Like many others, I've had my head stuck in Google Plus the last few days, courtesy of an invitation via Salesforce.com's Steve Gillmor. (Thanks Steve.) It's more than a little interesting.
What immediately strikes me is that I am prepared to give Google Plus time to work for me where as I wasn't prepared to do the same for Office 365. Others are also prepared to give this time. Euan Semple for instance is in there finding new things and surfacing hints and tips. Susan Scrupski goes so far as to say:
okay, I'll say it. Facebook seems boring now compared to this.
Sig Rinde is sold:
Me likes this a lot! Promptly instructed programmer to include direct Gmail authorization log on on our side (at same time preparing for other interaction of course) - and - blatantly - stole their colour scheme :)
Do you notice that all those I mention are enterprisey types? On the other hand I see people like Brian Glick saying things like:
Is it wrong of me to say that I'm not remotely bothered that I don't have a Google+ invite?
Some betray a narrow view around important aspects of social graphs. Adrian Bridgwater for example says:
@bryanglick you're not missing much, it's just a load of tech journalists connecting with each other
That's not true in my world but can understand how that would be true for others. But I think it is Robert Scoble who comes closer to most in seeing what Google Plus means today:
Your mom won’t use Google+.
How can I state that so clearly? Easy. Most “average users” are locked into Facebook and aren’t willing to consider a new social tool until they hear about it from their friends. Since most of the people who are on Google+ so far are geeks, insiders, social media stars, journalists, and other people (Google admitted tonight they are only accepting people who have strong social graphs so that they can both make sure everyone has a good first experience as well as test out some of the technology before opening it up to a wider audience) the chances normal people (metaphorically speaking, your mom) won’t hear about Google+ from normal users for quite a while.

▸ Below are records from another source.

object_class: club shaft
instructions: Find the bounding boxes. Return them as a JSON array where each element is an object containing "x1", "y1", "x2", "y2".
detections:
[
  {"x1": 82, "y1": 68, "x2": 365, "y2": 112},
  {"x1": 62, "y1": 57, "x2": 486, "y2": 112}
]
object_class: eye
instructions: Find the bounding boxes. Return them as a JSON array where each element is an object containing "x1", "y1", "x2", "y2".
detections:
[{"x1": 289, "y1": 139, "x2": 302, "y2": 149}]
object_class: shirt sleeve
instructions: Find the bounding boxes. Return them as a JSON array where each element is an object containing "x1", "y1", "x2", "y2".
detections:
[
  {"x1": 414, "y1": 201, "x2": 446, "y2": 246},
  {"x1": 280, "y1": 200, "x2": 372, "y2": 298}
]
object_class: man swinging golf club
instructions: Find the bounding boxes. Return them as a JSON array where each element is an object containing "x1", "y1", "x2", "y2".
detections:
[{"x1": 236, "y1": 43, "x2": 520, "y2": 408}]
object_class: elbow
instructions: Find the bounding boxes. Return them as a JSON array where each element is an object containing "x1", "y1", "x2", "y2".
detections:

By then I’m sure Facebook will react (ie, copy) Google+’s best features
Again a narrow view but one that can be expanded. Scoble then goes on to say that Google Plus is a place for geeks and that's just fine. I disagree - partly. Facebook can try all it likes but it won't come close to having a solution that to me is so obviously right for enterprise. Facebook doesn't have that same enterprise kudos except as a marketing/advertising vehicle.
As others have noted, Google Plus has some excellent features with much potential. Hangout is a Skype killer. It could also kill WebEx and with a bit of extra tweaking I can see it knocking over Adobe Connect. Those are enterprisey tools that Google has effectively rolled up.
The ability to create MY circles for the people I want to categorize in different ways makes so much sense. It overcomes the problem of having IT decide who I can interact with while leaving me free to include business partners outside the enterprise walls. That will work well in small organizations once Google Plus opens up to the GAPE user profiles.
There's plenty that's rough around the edges and to be frank, receiving random notifications from people I don't know is a pain. Those irritations aside, I'm happy to give Plus a shot where I wasn't with Buzz.
But - Google must not succumb to the temptation of thinking this will get all its GMail users excited. Scoble is probably right in referencing Facebook the way he does but that does not look like Google's demographic. In one sense you can almost say it reflects John Furrier's view that Google is about machines and not humans. Guess what? So is much of enterprise so the gap may not be as big as some might think.
The crunch will come if/when Google decides to charge for Plus as it should while addressing its enterprise privacy hangover. There is a ready market of GAPE customers out there who I'm sure will be fascinated with what Plus has to offer and be prepared to pay.
There will be the inevitable comparisons with Yammer, Chatter, tibbr, Streamwork and many others who think (wrongly) that this is just about social networks. In my world this is about getting things done and on the basis of what I see today, Google is on the right road to creative destruction.
But over and above these observations I sense a genuine opportunity for the geeks as Scoble describes them to meet with the suits and help Google truly understand the potential of what they have in their hands. Who's up for that?